We then drove northward along the river, following the route my father and I had driven so often when I was a boy. As we progressed up the valley and the terrain steepened, the water level began to drop markedly. When we finally arrived at the old boat ramp on the upper end of the lake, the water was clearly confined to the original river bed. The girls and I again descended using the ramp for access, and soon found ourselves traversing a wide field of cracked and drying lake mud. We crossed the former road bed and passed an old fence row (still standing) both formerly buried beneath 25 feet of water. Closer to the river, we began to see green grass sprouting from the mud, even though the area had been exposed to air and sunlight for only a few short weeks.

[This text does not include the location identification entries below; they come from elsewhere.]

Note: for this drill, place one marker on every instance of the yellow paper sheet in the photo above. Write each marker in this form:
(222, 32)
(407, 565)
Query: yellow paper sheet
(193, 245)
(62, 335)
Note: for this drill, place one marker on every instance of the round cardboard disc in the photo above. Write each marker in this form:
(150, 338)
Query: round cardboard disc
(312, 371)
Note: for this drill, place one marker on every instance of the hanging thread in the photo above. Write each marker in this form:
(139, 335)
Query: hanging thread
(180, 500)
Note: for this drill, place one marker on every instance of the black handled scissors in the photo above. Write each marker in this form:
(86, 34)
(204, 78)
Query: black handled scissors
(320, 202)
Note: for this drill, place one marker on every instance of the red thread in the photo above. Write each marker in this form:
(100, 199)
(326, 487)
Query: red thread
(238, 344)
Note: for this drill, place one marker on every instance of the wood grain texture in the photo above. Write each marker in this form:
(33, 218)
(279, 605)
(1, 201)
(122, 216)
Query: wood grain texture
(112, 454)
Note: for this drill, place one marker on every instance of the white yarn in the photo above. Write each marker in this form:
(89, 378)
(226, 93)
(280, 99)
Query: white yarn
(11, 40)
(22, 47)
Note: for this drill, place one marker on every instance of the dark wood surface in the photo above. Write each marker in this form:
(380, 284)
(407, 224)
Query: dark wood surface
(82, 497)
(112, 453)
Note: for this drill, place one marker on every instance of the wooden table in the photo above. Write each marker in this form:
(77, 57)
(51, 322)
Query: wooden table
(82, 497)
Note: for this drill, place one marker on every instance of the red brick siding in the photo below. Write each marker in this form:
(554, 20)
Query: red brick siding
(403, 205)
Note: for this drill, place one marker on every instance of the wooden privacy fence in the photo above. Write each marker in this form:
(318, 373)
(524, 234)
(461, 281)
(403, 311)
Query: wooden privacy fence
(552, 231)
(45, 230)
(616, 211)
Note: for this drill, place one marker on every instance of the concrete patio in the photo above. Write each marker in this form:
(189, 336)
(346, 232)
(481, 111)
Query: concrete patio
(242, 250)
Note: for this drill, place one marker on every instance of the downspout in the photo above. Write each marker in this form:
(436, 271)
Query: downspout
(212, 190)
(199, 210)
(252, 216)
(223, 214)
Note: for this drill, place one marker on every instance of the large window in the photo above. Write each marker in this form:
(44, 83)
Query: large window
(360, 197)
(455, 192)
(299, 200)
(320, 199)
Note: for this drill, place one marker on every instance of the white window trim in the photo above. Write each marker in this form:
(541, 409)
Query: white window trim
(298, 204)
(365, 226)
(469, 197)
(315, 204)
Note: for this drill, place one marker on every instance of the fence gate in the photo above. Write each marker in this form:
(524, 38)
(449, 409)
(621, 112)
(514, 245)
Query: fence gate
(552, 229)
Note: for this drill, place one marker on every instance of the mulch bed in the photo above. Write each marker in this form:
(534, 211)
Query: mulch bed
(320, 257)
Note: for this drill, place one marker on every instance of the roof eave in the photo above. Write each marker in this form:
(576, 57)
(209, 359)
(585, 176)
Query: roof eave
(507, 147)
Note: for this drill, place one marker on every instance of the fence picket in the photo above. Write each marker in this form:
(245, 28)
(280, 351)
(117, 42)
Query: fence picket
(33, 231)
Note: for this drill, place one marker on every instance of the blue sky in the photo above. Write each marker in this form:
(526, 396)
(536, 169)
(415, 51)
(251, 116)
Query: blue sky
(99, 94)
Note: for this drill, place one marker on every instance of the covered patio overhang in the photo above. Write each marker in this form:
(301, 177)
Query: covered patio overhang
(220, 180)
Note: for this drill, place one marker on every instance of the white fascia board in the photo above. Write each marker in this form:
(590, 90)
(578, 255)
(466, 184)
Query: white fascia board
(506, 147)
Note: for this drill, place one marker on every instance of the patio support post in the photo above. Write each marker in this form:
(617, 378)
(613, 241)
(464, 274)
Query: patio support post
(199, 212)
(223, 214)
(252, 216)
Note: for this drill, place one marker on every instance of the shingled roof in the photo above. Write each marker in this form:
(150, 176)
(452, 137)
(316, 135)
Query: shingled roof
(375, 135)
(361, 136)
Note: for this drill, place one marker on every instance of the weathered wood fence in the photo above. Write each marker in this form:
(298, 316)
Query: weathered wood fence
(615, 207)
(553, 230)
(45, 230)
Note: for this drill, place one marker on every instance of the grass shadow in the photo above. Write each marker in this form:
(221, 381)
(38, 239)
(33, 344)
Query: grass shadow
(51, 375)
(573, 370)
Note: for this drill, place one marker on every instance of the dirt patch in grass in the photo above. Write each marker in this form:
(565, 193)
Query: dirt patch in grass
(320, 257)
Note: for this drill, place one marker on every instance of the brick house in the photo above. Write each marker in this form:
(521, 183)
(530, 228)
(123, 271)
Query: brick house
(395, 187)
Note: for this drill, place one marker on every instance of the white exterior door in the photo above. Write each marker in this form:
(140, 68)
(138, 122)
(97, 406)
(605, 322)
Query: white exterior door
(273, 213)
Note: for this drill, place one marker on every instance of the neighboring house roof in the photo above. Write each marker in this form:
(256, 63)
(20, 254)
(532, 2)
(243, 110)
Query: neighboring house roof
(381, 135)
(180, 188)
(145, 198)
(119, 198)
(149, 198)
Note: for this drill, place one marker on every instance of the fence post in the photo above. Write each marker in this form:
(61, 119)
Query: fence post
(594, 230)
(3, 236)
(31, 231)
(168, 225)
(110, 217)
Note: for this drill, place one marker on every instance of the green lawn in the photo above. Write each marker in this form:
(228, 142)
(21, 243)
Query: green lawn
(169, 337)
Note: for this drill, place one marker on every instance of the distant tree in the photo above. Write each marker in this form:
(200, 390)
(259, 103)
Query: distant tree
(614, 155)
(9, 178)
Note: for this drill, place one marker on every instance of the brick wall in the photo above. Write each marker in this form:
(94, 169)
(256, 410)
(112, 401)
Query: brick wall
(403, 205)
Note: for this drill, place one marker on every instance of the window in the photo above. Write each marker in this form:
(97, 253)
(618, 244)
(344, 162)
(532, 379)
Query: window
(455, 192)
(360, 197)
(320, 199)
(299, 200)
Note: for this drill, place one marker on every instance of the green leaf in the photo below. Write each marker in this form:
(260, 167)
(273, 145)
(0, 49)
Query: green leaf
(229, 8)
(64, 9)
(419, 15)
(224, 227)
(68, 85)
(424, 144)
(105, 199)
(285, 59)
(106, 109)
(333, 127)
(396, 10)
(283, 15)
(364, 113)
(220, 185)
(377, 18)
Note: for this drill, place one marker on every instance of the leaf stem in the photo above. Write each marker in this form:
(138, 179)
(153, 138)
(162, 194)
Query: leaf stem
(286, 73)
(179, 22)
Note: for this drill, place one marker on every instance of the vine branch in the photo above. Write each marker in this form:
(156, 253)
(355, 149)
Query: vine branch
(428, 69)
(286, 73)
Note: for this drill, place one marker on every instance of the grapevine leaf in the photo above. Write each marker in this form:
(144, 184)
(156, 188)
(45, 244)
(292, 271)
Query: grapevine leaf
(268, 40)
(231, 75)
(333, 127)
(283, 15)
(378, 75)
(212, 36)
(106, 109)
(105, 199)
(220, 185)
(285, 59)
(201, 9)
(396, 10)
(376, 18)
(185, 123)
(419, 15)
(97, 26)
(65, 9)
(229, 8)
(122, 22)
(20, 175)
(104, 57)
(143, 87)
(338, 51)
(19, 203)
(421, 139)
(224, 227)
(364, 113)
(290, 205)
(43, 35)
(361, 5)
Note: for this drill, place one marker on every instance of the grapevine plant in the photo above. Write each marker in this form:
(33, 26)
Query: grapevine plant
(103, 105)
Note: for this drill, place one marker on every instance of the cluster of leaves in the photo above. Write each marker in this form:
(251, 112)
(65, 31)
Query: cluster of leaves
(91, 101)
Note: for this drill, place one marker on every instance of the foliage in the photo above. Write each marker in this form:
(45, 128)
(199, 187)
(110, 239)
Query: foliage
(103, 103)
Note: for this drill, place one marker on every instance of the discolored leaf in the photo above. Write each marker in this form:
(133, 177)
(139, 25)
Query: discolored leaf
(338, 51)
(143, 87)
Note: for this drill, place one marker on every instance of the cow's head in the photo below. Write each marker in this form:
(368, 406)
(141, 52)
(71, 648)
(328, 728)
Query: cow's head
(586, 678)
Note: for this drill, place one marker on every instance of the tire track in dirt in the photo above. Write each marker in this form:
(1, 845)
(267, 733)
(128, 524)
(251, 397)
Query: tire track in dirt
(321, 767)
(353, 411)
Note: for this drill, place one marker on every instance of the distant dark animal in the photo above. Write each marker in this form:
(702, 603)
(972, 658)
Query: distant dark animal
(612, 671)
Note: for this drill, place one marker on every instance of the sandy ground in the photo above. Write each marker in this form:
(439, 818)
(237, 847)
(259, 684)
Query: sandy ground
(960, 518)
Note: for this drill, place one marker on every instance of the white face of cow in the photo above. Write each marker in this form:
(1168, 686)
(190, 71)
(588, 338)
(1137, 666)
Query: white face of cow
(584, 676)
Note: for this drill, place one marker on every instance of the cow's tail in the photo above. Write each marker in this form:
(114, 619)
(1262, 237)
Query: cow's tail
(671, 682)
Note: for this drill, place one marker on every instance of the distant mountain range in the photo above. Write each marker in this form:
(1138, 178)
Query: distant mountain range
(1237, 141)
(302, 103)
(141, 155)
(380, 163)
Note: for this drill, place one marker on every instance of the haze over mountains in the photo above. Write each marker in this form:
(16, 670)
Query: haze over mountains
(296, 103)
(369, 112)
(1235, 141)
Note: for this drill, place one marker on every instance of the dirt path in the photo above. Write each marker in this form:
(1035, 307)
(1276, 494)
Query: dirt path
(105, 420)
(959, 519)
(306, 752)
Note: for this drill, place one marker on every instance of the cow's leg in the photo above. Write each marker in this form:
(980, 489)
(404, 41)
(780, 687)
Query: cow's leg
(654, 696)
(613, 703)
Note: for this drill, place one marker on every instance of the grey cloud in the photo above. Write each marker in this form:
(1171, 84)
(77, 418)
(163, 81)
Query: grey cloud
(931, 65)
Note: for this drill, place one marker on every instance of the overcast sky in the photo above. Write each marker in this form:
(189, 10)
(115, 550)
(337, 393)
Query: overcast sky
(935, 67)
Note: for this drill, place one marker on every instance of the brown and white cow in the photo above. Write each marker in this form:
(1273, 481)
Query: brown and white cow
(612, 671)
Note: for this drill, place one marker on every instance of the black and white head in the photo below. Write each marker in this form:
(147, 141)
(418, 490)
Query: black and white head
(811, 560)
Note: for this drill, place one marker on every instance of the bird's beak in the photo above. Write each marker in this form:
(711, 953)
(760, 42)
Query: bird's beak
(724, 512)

And then, a miraculous thing happened- having slogged through the dried silt and mud for a couple of hundred yards we were suddenly standing on the former banks of the river, looking out over a crystal clear mountain stream and the long shoals my father had so poignantly described to me when I was a boy. When I looked at the clear cool waters, the bottom strewn with the same round stones one would find in any Smoky Mountain trout stream, I felt realization and elation dawning on me simultaneously. The river wasn't dead. It was still here, looking probably identical to what it had when my father waded its crystalline waters for the last time over 50 years ago. We each picked our way across the remaining mud and found ourselves standing on the river bottom. We watched as a father and daughter (and a big black lab) made their way across the stream toward us, having waded to the opposite shore and now back. The girls and I each stooped to pick up a few smooth river stones, and then slowly made our way upstream another several hundred yards. We finally stopped at a large bend in the valley, and I looked across to the mouth of a small tributary stream where my best friend and I had camped, my grandfather's boat loaded with several cases of beer, for an entire week in the spring of 1983. We had camped at the waterline then, and now I noted the spot was about 15 feet above the river bottom.

It was getting late (and cold) and the girls and I finally turned to walk back across the mudfields toward the old road bed that led back down the valley. As I turned, I noticed a light hatch coming off the water in the late afternoon sun, and in a deep pool among the shoals, a trout rose and took his evening meal. I thought of my father and of his love for this place.
As for the river, it was still there; and it would always be there, silently awaiting the inevitable erosion of man's conventions and patiently contemplating its own return. That revelation has warmed my heart beyond words.